William Brown came next. If others had managed to make their way out of the prison-house without great difficulties, it was far from William to meet with such good luck, as he had suffered excessively for five weeks while traveling. It was an easy matter for a traveler to get lost, not knowing the roads, nor was it safe to apply to a stranger for information or direction—therefore, in many instances, the journey would either have to be given up, or be prosecuted, suffering almost to the death.
In the trying circumstances in which William found himself, dark as everything looked, he could not consent to return to his master, as he felt persuaded, that if he did, there would be no rest on earth for him. He well remembered, that, because he had resisted being flogged (being high spirited), his master had declined to sell him for the express purpose of making an example of him—as a warning to the other slaves on the place. William was as much opposed to being thus made use of as he was to being flogged. His reflections and his stout heart enabled him to endure five weeks of severe suffering while fleeing from oppression. Of course, when he did succeed, the triumph was unspeakably joyous. Doubtless, he had thought a great deal during this time, and being an intelligent fugitive, he interested the Committee greatly.

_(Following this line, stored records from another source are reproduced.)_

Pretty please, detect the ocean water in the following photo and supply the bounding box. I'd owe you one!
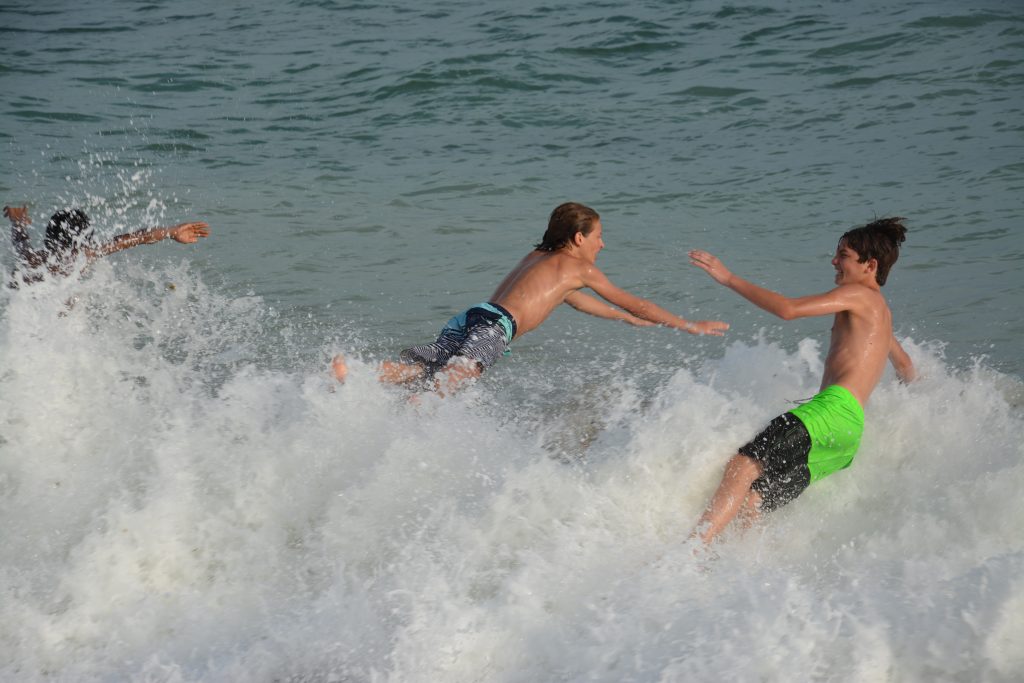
[0,0,1024,682]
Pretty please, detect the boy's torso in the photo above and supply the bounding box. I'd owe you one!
[821,288,892,405]
[489,251,593,336]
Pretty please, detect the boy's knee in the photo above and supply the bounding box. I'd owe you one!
[725,453,764,484]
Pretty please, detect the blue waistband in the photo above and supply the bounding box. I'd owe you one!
[476,301,516,344]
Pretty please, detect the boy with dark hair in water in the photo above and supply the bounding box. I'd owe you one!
[333,203,729,390]
[3,206,210,288]
[690,218,915,544]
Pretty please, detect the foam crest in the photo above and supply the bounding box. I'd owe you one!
[0,263,1024,681]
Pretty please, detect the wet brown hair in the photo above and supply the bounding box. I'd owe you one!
[534,202,601,251]
[43,209,93,254]
[839,216,906,287]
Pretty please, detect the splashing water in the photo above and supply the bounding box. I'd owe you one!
[0,262,1024,681]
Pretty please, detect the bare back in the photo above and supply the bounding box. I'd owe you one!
[821,286,893,405]
[490,251,593,337]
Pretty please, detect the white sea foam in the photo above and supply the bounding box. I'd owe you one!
[0,262,1024,681]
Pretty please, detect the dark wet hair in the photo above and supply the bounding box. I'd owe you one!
[43,209,93,254]
[839,216,906,287]
[535,202,601,251]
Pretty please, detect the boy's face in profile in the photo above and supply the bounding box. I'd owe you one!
[580,220,604,263]
[831,240,876,285]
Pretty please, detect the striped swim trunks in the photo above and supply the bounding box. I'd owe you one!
[400,303,516,378]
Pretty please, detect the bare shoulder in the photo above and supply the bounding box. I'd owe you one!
[833,285,889,313]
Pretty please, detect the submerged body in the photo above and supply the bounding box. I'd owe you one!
[333,203,729,390]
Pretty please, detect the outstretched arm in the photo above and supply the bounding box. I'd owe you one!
[86,221,210,259]
[889,335,918,384]
[581,266,729,337]
[690,249,856,321]
[3,206,45,266]
[565,291,654,328]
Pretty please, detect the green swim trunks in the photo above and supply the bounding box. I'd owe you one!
[739,384,864,511]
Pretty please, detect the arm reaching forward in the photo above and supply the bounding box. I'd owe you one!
[690,249,859,321]
[86,221,210,258]
[889,336,918,384]
[582,267,729,337]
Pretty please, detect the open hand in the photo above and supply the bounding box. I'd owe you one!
[686,321,729,337]
[3,206,32,227]
[170,222,210,245]
[690,249,732,286]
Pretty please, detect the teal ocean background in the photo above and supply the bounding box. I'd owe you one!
[0,0,1024,681]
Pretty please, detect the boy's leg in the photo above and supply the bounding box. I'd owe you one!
[331,353,424,384]
[695,453,763,544]
[379,360,426,384]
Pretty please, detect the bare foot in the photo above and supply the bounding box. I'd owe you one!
[331,353,348,382]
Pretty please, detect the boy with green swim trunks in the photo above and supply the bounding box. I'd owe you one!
[689,218,915,543]
[333,202,729,391]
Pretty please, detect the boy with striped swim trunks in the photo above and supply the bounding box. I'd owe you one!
[690,218,915,544]
[333,202,729,391]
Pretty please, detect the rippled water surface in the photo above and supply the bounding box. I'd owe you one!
[0,0,1024,681]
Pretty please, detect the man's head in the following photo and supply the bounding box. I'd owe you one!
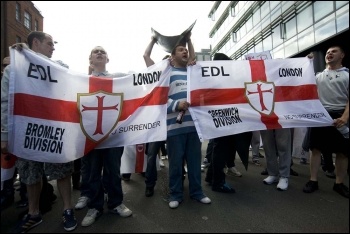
[89,46,109,71]
[171,44,188,67]
[2,57,11,70]
[27,31,55,58]
[213,53,232,60]
[325,46,345,66]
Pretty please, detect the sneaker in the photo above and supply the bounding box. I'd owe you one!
[13,214,43,233]
[62,209,78,232]
[169,201,180,209]
[110,204,132,218]
[226,167,242,177]
[81,208,102,227]
[333,183,349,198]
[201,158,210,168]
[264,176,278,184]
[122,173,131,181]
[300,158,307,165]
[16,200,28,208]
[75,196,89,210]
[290,168,299,176]
[303,180,318,193]
[159,158,165,167]
[324,170,336,179]
[145,187,154,197]
[211,183,236,193]
[204,177,213,185]
[199,197,211,204]
[277,177,288,191]
[260,168,269,175]
[253,158,261,166]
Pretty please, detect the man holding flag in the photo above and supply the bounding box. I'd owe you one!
[1,31,77,233]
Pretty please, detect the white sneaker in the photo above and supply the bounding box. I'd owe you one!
[110,204,132,218]
[75,196,89,210]
[199,197,211,204]
[169,201,180,209]
[159,158,165,167]
[277,177,288,191]
[81,208,102,227]
[264,176,278,184]
[226,167,242,177]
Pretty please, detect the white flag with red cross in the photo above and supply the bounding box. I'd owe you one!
[187,58,333,140]
[8,49,170,163]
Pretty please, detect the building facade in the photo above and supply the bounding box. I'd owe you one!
[208,1,349,71]
[195,49,211,61]
[1,1,44,61]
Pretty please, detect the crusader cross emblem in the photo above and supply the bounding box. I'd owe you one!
[77,91,123,142]
[244,81,275,115]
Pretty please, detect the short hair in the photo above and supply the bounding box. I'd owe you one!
[171,42,186,55]
[213,53,232,60]
[162,54,171,60]
[27,31,52,49]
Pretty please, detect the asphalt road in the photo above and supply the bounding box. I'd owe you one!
[1,140,349,233]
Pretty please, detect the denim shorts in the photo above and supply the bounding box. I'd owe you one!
[16,158,74,185]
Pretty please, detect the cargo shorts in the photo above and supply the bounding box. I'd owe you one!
[16,158,74,185]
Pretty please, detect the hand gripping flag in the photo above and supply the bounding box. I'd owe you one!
[187,58,333,140]
[8,49,170,163]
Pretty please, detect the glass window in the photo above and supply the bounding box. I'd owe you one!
[335,1,349,9]
[297,5,313,32]
[314,1,333,22]
[270,2,281,22]
[24,11,32,29]
[282,1,295,12]
[271,44,284,59]
[253,8,260,26]
[261,15,270,29]
[255,41,263,53]
[270,1,281,10]
[286,17,297,39]
[336,4,349,33]
[272,25,283,48]
[263,36,272,51]
[246,16,253,32]
[260,2,270,19]
[298,26,315,52]
[284,36,298,58]
[315,13,336,42]
[239,24,247,38]
[16,2,21,21]
[34,20,38,31]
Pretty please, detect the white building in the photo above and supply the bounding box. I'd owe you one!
[208,1,349,71]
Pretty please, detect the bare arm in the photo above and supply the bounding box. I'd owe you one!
[143,37,157,67]
[334,100,349,128]
[187,32,196,65]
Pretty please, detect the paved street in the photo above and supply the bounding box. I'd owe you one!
[1,140,349,233]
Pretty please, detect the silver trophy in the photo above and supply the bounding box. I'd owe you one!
[151,20,197,53]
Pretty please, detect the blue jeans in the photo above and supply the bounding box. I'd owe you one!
[145,141,164,188]
[167,132,205,202]
[84,147,124,211]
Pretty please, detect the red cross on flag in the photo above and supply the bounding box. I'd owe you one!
[4,49,170,163]
[187,58,333,140]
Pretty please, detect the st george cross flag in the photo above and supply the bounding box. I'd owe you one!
[8,49,170,163]
[187,58,333,140]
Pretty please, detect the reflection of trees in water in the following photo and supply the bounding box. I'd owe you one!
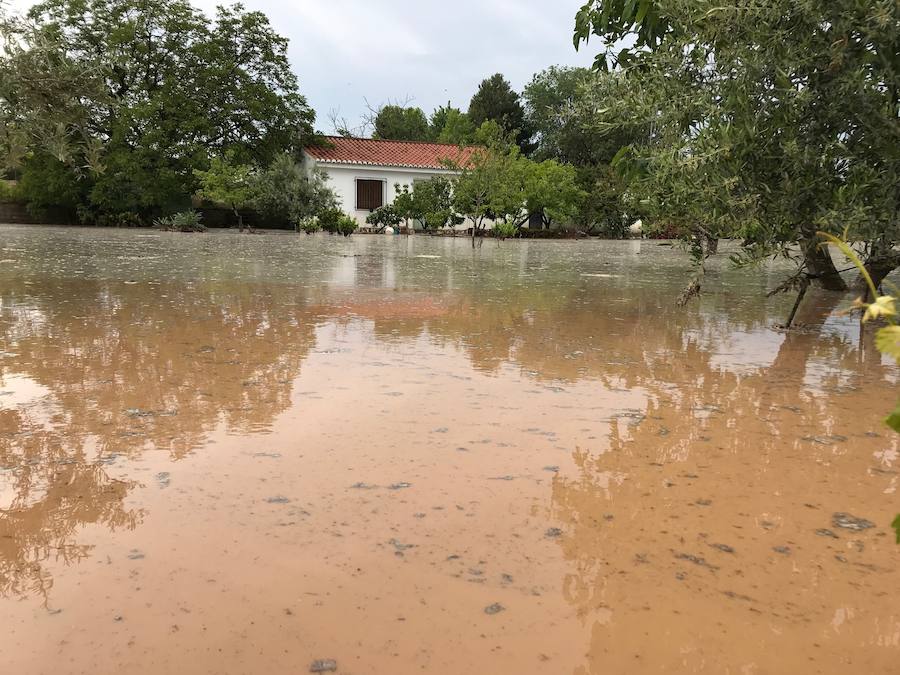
[551,290,896,673]
[0,281,315,597]
[0,410,142,604]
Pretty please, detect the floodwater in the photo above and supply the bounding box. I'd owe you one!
[0,227,900,675]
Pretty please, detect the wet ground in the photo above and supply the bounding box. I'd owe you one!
[0,227,900,675]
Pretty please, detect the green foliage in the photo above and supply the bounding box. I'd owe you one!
[431,104,475,145]
[297,217,322,234]
[469,73,533,154]
[519,158,587,227]
[253,152,337,223]
[318,208,359,237]
[194,152,257,230]
[394,176,462,230]
[194,153,256,209]
[15,153,84,215]
[576,0,900,290]
[492,220,519,239]
[372,105,431,141]
[453,140,524,236]
[818,232,900,544]
[0,0,313,222]
[573,164,639,239]
[317,207,344,234]
[366,204,404,229]
[335,213,359,237]
[153,210,206,232]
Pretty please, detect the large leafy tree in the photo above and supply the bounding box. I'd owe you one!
[429,103,475,145]
[253,152,337,227]
[0,0,313,219]
[468,73,533,154]
[522,66,646,237]
[372,104,430,141]
[575,0,900,290]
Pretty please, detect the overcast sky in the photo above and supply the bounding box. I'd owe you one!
[11,0,598,132]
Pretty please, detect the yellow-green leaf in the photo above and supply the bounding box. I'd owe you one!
[875,326,900,363]
[863,295,897,321]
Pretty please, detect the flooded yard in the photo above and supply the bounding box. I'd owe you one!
[0,226,900,675]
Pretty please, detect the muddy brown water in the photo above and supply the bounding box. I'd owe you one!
[0,227,900,675]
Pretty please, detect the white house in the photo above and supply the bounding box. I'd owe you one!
[304,136,475,225]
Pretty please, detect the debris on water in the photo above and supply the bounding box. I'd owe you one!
[388,483,412,490]
[672,551,719,570]
[309,659,337,673]
[350,482,378,490]
[125,408,156,417]
[722,591,755,602]
[388,539,416,556]
[831,513,875,532]
[802,434,847,445]
[816,527,840,539]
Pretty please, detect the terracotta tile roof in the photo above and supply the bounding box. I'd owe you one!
[305,136,478,169]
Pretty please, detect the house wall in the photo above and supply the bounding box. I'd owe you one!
[306,157,471,229]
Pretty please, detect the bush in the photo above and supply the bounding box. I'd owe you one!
[153,211,206,232]
[297,218,322,234]
[337,213,359,237]
[366,204,403,230]
[494,220,518,239]
[318,209,344,234]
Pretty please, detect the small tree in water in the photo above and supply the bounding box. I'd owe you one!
[194,153,256,232]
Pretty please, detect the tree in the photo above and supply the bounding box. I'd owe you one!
[372,105,430,141]
[194,152,256,232]
[430,103,475,145]
[394,176,462,230]
[523,66,647,238]
[575,0,900,290]
[468,73,532,154]
[453,142,524,247]
[253,152,337,227]
[0,0,314,221]
[518,157,586,228]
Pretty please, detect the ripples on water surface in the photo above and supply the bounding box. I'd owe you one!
[0,227,900,675]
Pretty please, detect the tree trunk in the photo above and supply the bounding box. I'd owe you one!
[801,232,847,291]
[851,244,900,302]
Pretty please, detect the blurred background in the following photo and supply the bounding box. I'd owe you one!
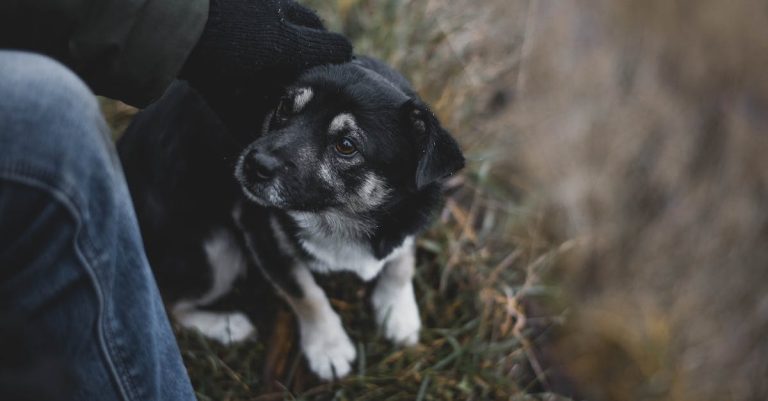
[103,0,768,401]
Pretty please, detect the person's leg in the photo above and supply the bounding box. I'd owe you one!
[0,51,194,401]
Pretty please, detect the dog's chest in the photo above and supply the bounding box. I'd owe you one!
[300,236,413,281]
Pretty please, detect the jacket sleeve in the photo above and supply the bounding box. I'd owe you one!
[0,0,208,107]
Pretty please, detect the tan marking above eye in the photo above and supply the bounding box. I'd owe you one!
[334,138,357,156]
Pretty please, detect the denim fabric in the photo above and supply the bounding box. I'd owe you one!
[0,51,194,401]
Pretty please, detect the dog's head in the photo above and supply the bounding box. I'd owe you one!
[235,63,464,213]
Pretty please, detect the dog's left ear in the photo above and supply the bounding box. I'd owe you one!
[403,99,464,189]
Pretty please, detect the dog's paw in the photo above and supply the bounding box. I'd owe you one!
[301,316,357,380]
[176,310,256,344]
[371,283,421,345]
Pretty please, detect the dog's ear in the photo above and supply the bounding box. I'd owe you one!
[402,99,464,189]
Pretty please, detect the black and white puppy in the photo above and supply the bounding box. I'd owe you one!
[119,57,464,379]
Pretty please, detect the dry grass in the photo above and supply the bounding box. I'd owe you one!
[515,0,768,401]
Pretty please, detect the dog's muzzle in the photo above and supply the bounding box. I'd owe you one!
[240,149,283,183]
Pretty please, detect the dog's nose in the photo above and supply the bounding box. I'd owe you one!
[243,152,281,181]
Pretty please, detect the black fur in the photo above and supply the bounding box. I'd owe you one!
[118,57,464,320]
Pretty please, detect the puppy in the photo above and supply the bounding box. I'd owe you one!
[118,57,464,379]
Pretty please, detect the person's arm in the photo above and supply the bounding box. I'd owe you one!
[0,0,208,107]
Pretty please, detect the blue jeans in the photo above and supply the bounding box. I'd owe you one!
[0,50,195,401]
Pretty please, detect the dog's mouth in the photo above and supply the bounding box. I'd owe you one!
[240,182,272,206]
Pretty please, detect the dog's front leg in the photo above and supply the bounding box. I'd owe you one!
[283,265,356,380]
[371,239,421,345]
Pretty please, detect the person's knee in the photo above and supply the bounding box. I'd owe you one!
[0,51,116,203]
[0,51,98,123]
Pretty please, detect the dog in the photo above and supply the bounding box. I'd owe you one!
[118,57,464,380]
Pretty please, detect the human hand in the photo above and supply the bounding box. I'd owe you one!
[179,0,352,130]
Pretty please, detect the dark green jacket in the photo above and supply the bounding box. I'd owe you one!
[0,0,208,107]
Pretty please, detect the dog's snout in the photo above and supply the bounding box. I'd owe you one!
[243,152,282,181]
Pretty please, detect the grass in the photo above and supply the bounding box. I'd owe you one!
[104,0,565,401]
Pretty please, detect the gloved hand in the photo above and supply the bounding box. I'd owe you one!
[179,0,352,131]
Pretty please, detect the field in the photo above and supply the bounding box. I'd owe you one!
[104,0,768,401]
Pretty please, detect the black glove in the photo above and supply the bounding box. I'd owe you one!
[179,0,352,131]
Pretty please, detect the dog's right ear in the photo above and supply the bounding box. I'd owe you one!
[403,99,464,190]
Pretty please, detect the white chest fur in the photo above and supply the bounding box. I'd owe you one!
[301,230,413,281]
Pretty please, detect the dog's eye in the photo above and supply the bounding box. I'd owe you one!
[335,137,357,157]
[274,97,293,124]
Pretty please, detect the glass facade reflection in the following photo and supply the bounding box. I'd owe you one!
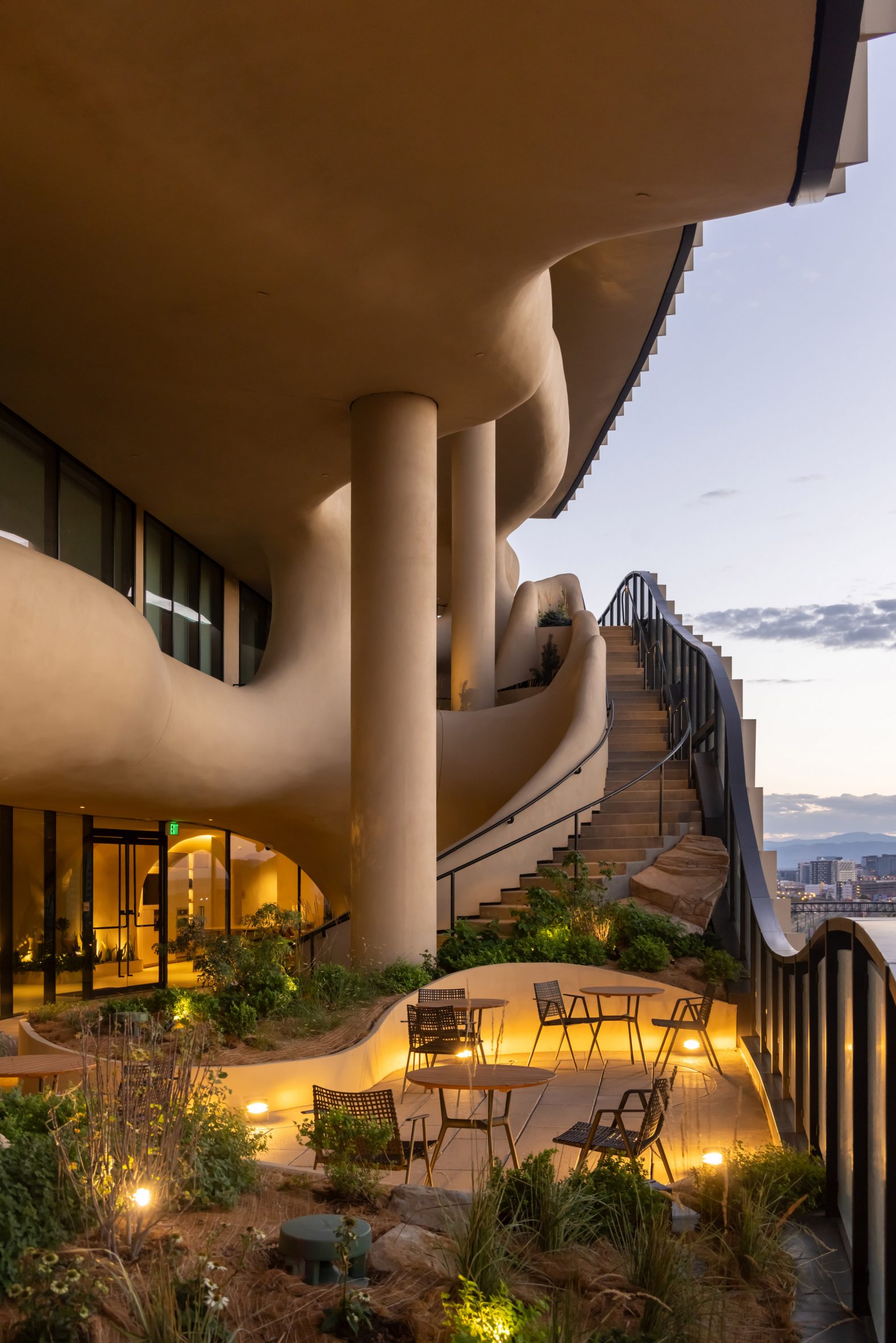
[0,807,331,1017]
[144,513,224,679]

The man that he escaped from was called William Elliott, a farmer, living in Prince George’s county, Md. William Elliott claimed the right to flog and used it too. William, however, gave him the character of being among the moderate slave-holders of that part of the country. This was certainly a charitable view. William was of a chestnut color, well made, and would have commanded, under the “hammer,” a high price, if his apparent intelligence had not damaged him. He left his father, grand-mother, four sisters and two brothers, all living where he fled from.
Charles Henry Brown. This “chattel” was owned by Dr. Richard Dorsey, of Cambridge, Maryland. Up to twenty-seven years of age, he had experienced and observed how slaves were treated in his neighborhood, and he made up his mind that he was not in favor of the Institution in any form whatever. Indeed he felt, that for a man to put his hand in his neighbor’s pocket and rob him, was nothing compared to the taking of a man’s hard earnings from year to year. Really Charles reasoned the case so well, in his uncultured country phrases, that the Committee was rather surprised, and admired his spirit in escaping. He was a man of not quite medium size, with marked features of mind and character.